Lembaga Bantuan Hukum Dharma Loka Nusantara (LBH DLN) menyelenggarakan dialog publik sebagai penutupan Legal Course Angkatan Pertama dengan mengusung tema Rekonstruksi Wacana Keadilan pada Kamis (19/12).
Forum diskusi ini menjadi ruang pertukaran gagasan kritis bagi peserta Legal Course, mahasiswa hukum, dan aktivis keadilan untuk mengkaji persoalan penegakan hukum di Indonesia yang dinilai masih jauh dari keadilan substantif dan cenderung terbatas pada pemenuhan prosedur formal.
Rekonstruksi Wacana Keadilan
LBH DLN menilai upaya rekonstruksi wacana keadilan perlu dilakukan agar hukum tidak sekadar dipahami sebagai norma tertulis, tetapi juga diimplementasikan dengan keberpihakan pada kepentingan masyarakat, khususnya kelompok rentan yang selama ini mengalami keterbatasan akses keadilan.

Acara tersebut menghadirkan empat pembicara dari latar belakang berbeda, yaitu praktisi hukum Penta Peturun, akademisi Dr.
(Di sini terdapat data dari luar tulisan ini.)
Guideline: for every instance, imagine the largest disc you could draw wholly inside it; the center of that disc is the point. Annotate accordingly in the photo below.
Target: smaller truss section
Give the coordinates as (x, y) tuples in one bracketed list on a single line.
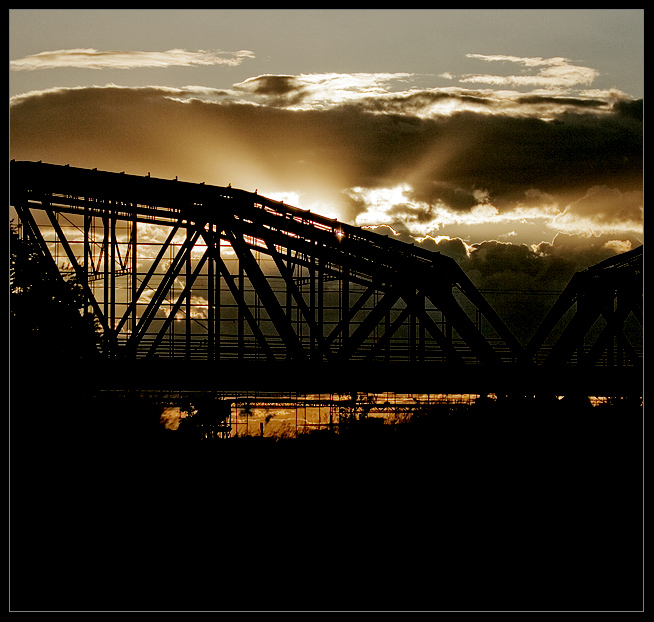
[(598, 318)]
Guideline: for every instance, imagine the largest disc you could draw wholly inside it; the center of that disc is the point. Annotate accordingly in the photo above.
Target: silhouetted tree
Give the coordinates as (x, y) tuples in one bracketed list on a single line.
[(45, 319)]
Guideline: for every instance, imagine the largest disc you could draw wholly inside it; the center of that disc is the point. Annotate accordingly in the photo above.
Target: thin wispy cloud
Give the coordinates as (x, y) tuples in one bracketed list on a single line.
[(90, 58), (552, 72)]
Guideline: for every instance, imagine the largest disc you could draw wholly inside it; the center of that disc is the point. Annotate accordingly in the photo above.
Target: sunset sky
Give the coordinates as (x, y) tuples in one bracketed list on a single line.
[(510, 140)]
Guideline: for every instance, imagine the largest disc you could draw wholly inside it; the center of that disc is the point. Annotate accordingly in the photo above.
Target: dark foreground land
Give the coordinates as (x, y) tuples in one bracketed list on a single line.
[(529, 506)]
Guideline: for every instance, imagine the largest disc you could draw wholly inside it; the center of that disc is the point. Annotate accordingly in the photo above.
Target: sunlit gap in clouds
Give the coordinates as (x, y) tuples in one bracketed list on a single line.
[(396, 207)]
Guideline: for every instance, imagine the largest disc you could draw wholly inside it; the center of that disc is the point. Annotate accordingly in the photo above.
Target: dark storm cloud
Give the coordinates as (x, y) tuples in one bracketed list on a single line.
[(446, 161), (278, 90)]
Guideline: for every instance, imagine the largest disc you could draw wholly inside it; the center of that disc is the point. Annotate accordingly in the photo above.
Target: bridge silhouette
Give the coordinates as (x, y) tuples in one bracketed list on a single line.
[(199, 287)]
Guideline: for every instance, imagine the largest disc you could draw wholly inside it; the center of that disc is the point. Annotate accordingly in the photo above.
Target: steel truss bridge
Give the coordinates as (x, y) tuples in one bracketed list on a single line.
[(198, 287)]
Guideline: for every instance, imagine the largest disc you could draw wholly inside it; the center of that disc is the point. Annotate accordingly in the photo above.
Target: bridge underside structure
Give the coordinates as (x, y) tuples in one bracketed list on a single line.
[(211, 288)]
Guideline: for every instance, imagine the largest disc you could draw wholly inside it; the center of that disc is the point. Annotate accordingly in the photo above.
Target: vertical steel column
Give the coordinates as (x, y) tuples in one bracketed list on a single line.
[(211, 294), (105, 281), (134, 269), (187, 320), (241, 317)]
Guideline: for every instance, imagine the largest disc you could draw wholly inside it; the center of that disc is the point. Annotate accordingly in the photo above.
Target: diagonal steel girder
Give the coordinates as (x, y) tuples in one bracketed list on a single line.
[(344, 252)]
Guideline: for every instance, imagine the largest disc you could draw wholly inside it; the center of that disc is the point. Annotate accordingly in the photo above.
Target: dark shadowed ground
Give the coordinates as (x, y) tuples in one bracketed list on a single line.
[(510, 506)]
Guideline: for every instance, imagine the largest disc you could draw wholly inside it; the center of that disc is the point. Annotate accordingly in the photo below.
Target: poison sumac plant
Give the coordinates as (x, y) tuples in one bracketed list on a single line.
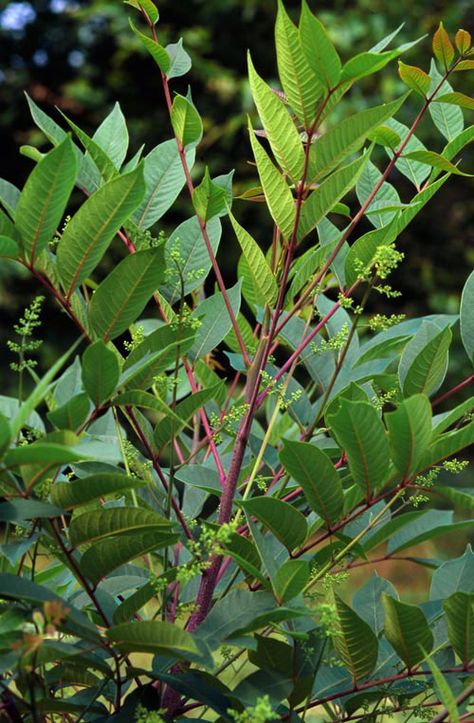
[(208, 515)]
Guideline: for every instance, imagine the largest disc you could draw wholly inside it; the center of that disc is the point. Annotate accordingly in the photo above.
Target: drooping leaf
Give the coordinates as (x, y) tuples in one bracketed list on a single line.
[(360, 432), (284, 521), (320, 53), (100, 372), (424, 360), (277, 193), (78, 493), (407, 630), (72, 414), (466, 316), (354, 641), (442, 47), (415, 78), (164, 178), (215, 321), (43, 199), (365, 64), (9, 195), (448, 118), (347, 137), (409, 429), (157, 51), (186, 121), (91, 230), (9, 248), (124, 293), (281, 131), (291, 578), (459, 609), (298, 80), (98, 524), (194, 260), (180, 61), (367, 601), (209, 199), (323, 199), (106, 555), (314, 471)]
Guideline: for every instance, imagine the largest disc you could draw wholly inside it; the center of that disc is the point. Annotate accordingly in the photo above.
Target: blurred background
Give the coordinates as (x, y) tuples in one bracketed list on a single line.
[(82, 57)]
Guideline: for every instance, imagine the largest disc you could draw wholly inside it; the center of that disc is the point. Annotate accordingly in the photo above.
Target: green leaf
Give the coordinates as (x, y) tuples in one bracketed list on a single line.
[(448, 118), (291, 578), (100, 372), (262, 275), (91, 230), (354, 641), (360, 432), (9, 248), (466, 316), (44, 197), (215, 321), (459, 609), (209, 199), (154, 354), (365, 64), (78, 493), (125, 292), (186, 121), (72, 414), (318, 48), (367, 601), (195, 262), (435, 160), (407, 631), (180, 62), (99, 524), (442, 47), (445, 692), (452, 576), (277, 193), (409, 433), (424, 360), (448, 444), (43, 453), (415, 78), (314, 471), (281, 131), (103, 163), (348, 136), (168, 427), (456, 98), (106, 555), (299, 82), (39, 392), (164, 178), (284, 521), (148, 6), (157, 51), (9, 195), (153, 636), (323, 199)]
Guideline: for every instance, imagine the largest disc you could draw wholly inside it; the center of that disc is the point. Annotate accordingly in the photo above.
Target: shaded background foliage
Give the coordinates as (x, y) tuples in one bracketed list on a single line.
[(82, 57)]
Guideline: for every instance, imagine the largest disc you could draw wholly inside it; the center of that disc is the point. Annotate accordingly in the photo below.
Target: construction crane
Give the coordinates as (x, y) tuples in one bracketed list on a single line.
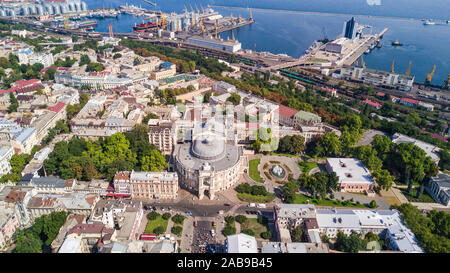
[(430, 75), (408, 70), (393, 63), (111, 33), (66, 21)]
Budiono, perwakilan pemuda Iqbal Ardiyansah, serta jurnalis Hendry Sihalolo.
Para narasumber membahas penegakan hukum dari sudut pandang praktik, pendidikan, partisipasi publik, dan peran media.
Perspektif Praktisi dan Akademisi
Praktisi hukum Penta Peturun menyampaikan bahwa praktik penegakan hukum di Indonesia masih sangat dipengaruhi oleh kepentingan kekuasaan dan ekonomi. Situasi tersebut, menurutnya, berdampak pada kesenjangan akses keadilan di masyarakat.
“Dalam banyak kasus, hukum tidak berjalan secara netral. Ada relasi kuasa dan kepentingan ekonomi yang memengaruhi proses penegakan hukum, sehingga keadilan sulit diakses oleh masyarakat kecil,” ujar Penta dalam dialog tersebut.
Akademisi Dr. Budiono menyoroti persoalan struktural dalam pendidikan hukum yang dinilai turut berkontribusi pada kondisi tersebut.
Menurutnya, sistem pendidikan hukum masih menekankan aspek teknis dan formal, tanpa membangun kesadaran sosial dan keberpihakan terhadap keadilan.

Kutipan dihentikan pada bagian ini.